Now that’s a whole lot of theology. It’s quite dense stuff. But if we want to be part of bringing about a new heaven and a new earth, we have to start by loving one another, in the self-giving way that Jesus demonstrated, the kind of love I described earlier in the lives of Jean Valjean and Rachel Held Evans. And I believe strongly that this kind of love is intended as the precursor of the new Jerusalem, the new heaven and the new earth. There’s no way that it can be confined to love between Christians, or within a particular church or denomination. It must stretch to love for the whole world. Yet love within churches and within the Christian family is surely the start. Jesus says that the world will see that we’re his disciples through our love for each other.

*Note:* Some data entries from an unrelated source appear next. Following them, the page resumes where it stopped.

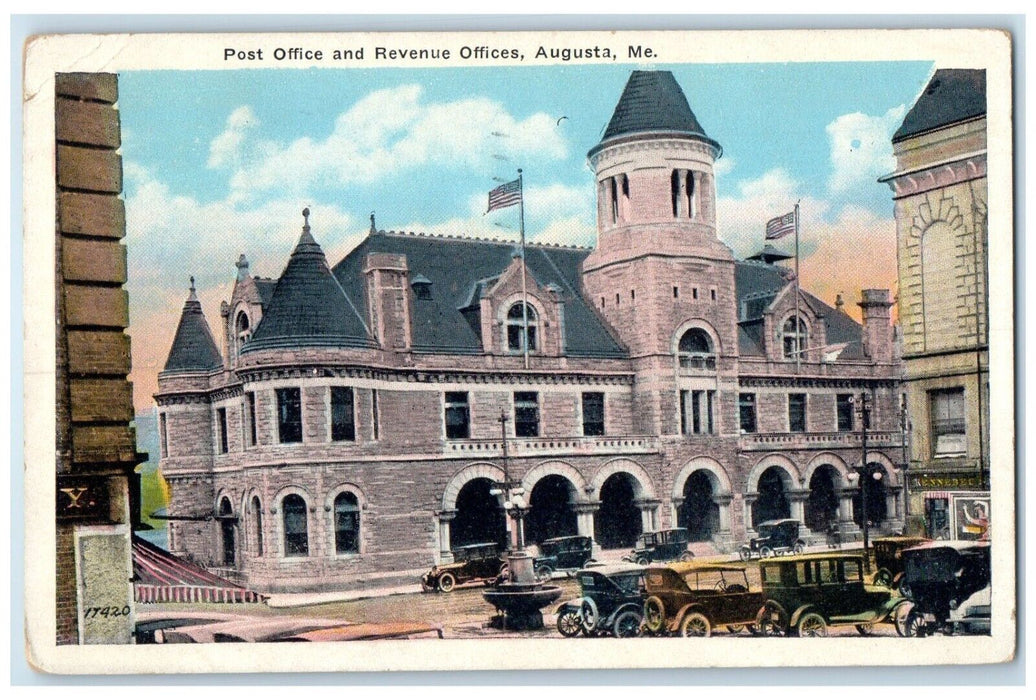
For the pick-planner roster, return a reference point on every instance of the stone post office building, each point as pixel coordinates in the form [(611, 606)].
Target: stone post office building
[(349, 429)]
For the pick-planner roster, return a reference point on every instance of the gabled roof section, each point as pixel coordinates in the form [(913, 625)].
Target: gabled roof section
[(194, 349), (460, 270), (653, 100), (308, 307), (952, 95)]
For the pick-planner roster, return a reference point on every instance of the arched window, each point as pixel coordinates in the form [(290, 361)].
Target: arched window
[(296, 538), (518, 332), (695, 350), (257, 515), (794, 338), (346, 523)]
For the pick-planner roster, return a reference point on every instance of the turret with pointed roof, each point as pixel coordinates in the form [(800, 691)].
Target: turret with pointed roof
[(194, 349), (309, 307)]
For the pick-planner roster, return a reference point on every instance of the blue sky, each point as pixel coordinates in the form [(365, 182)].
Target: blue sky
[(222, 163)]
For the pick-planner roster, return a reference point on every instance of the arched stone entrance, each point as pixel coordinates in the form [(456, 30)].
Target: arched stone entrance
[(619, 521), (551, 513), (822, 506), (699, 512), (479, 516)]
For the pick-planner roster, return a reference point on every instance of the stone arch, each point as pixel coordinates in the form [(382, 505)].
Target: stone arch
[(716, 471), (560, 469), (472, 471), (792, 477), (643, 482), (695, 323), (829, 459)]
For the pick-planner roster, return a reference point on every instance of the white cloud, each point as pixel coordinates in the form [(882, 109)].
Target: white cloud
[(393, 130), (225, 148), (861, 148)]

It’s therefore not just a tragedy but a direct disobedience of the one we call Lord and Messiah that the church has proved really really awful at loving each other over the centuries of Christianity. Heresy trials, schisms, excommunication of Christian by Christian, the inquisition, the crusades. The list goes on and on, century after century. It goes on today, to our shame. There are those who profess to follow Christ who refuse to call another their brother or sister because that person is gay, or because they believe something different about the nature of God, or because they have different politics. It’s a disgrace. If Jesus should have taught us anything, it’s to love those around us. The theologian Tom Wright puts it like this:
As we read verse 35 we are bound to cringe with shame at the way in which professing Christians have treated each other down the years. We have turned the gospel into a weapon of our own various cultures. We have hit each other over the head with it, burnt each other at the stake with it. We have defined the ‘one another’ so tightly that it means only ‘love the people who reinforce your own sense of who you are’.” (John for Everyone Part 2, p.56)But let’s return to the positive. Jesus presents us with a mighty challenge, to love one another according to his self-giving example. But he promises such a rich outcome from this love, that who would not want to follow it? Jesus calls us to love as he has loved, and this new commandment will lead us to the model of the new heaven and the new earth, and love will come over all the earth, and God will come to make his home among mortals, and death and mourning will be no more. Amen.